DAMAS: "Les espions étaient partout": après avoir pris l'habitude de chuchoter dans les cafés de Damas pour parler politique, Mohannad al-Katee peut désormais échanger ouvertement avec ses amis, dans une capitale syrienne libérée du joug de la répression.
"C'est la première fois que je m'assois dans un café et que je peux parler de politique, c'était un rêve pour les Syriens", se réjouit ce chercheur en histoire politique et sociale de 42 ans.
A Damas, les murs des cafés emblématiques, témoins de discussions étouffées par la répression du pouvoir du président déchu, Bachar al-Assad, vibrent au rythme des conversations politiques.
"C’était interdit sous le régime précédent, il y a eu une ouverture relative pendant le printemps de Damas, mais ça n'a pas duré", ajoute Mohannad al-Katee en sirotant son thé dans le café al-Rawda.
Quand Bachar al-Assad succède en juillet 2000 à son père Hafez, qui régnait d'une main de fer, une parenthèse inédite s'ouvre. Il lâche un peu la bride, des salons politiques fleurissent et des réformes politiques sont réclamées dans le pays habitué à la peur et au silence.
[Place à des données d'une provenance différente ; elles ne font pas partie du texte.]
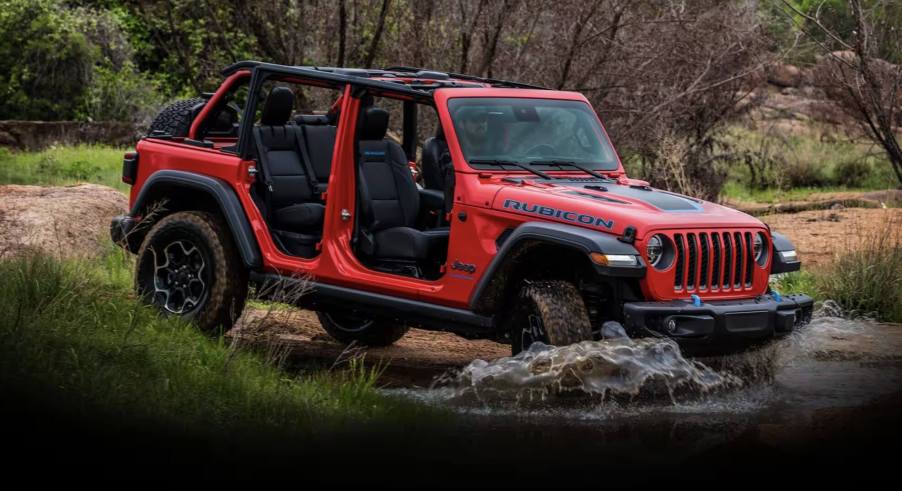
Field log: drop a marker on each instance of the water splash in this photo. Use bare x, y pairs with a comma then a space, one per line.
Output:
615, 365
617, 377
836, 334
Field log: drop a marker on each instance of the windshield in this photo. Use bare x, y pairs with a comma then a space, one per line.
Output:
532, 131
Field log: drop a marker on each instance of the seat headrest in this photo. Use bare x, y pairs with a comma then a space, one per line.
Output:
375, 124
278, 106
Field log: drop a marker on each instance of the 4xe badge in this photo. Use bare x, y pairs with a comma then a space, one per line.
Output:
466, 268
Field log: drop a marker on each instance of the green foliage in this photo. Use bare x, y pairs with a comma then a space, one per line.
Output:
46, 61
771, 166
123, 95
852, 173
69, 64
64, 165
866, 277
73, 332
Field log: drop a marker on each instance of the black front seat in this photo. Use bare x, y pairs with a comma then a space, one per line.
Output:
438, 171
291, 202
389, 198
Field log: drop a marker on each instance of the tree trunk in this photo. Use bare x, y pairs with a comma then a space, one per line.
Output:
374, 45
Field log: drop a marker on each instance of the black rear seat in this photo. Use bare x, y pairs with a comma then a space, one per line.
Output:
292, 205
320, 141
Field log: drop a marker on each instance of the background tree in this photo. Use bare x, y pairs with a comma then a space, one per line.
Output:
852, 72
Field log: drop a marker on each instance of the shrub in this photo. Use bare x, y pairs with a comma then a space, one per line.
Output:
46, 61
852, 173
866, 277
803, 173
123, 95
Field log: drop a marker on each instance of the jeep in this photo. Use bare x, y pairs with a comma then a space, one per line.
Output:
507, 216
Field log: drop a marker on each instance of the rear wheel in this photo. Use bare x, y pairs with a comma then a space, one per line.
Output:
188, 266
348, 328
552, 312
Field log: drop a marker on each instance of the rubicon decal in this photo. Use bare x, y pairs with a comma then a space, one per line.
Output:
547, 211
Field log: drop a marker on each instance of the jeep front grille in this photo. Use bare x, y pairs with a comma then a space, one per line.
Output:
713, 261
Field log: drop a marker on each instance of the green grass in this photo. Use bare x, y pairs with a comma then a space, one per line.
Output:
735, 190
803, 164
72, 331
865, 279
64, 165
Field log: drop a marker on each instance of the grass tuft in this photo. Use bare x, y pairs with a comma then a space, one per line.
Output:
64, 165
865, 279
73, 332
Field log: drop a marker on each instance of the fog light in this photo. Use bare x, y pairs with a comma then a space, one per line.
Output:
789, 255
614, 259
671, 326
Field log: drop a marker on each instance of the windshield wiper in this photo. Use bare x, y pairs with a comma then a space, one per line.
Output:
570, 163
502, 163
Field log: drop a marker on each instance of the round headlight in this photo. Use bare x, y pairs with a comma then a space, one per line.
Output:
759, 249
654, 250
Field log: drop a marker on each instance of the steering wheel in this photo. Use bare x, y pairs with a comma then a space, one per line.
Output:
543, 150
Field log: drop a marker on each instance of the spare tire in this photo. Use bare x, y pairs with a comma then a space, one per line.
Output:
176, 118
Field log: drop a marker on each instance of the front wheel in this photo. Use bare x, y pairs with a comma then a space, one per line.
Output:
551, 312
189, 267
348, 328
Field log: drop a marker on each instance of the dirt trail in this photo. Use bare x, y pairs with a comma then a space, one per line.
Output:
70, 221
818, 235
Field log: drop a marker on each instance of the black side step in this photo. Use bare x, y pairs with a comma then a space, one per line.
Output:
421, 314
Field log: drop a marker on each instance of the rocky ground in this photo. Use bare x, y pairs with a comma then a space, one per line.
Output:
68, 221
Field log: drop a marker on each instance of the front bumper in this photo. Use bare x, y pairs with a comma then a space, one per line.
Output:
720, 327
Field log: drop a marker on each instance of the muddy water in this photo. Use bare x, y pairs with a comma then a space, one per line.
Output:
824, 380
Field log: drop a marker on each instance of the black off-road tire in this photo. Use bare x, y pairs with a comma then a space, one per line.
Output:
552, 312
348, 328
176, 118
223, 274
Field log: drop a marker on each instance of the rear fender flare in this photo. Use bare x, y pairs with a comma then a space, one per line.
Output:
224, 196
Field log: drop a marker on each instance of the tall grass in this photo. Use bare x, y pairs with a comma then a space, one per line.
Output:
64, 165
797, 165
866, 276
864, 279
71, 331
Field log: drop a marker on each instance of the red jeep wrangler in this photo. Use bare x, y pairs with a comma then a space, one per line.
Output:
524, 226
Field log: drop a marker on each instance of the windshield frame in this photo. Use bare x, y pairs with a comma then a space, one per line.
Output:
448, 102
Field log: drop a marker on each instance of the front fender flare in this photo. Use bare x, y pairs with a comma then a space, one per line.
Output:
569, 236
Mais le nouveau président revient quelques mois plus tard sur ces acquis et la répression met fin à cet éphémère "printemps de Damas".
Selon M. Katee, "les espions étaient partout, le serveur de narguilé, celui à qui tu paies une facture, ça pouvait être n’importe qui".
"Le jour et la nuit"
Militant politique depuis 1998, il a fui en Arabie saoudite en 2012, un an après le début du soulèvement populaire réprimé dans le sang.
"La vie politique se résumait à des réunions secrètes, on nous a toujours appris que les murs ont des oreilles", dit-il.
Désormais, "les Syriens ne peuvent plus revenir à l'obscurantisme et à la dictature, accepter le règne d'un seul parti", ajoute-t-il.
Un peu plus loin, dans le café Havana, où se retrouvaient dans un passé lointain des militants et des intellectuels, Fouad Obeid, 64 ans, discute avec son ami.
Il est lui-même ancien propriétaire d'un café qu'il a dû fermer. "Les services de renseignement passaient leur temps chez moi, ils consommaient gratuitement comme s'ils étaient chez eux", confie-t-il.
Durant les décennies de règne du clan Assad, les services sécuritaires étaient de véritables instruments de répression redoutés par la population.
Samedi, le nouveau chef des services de renseignement syriens, Anas Khattab, a annoncé que leurs multiples branches allaient être dissoutes.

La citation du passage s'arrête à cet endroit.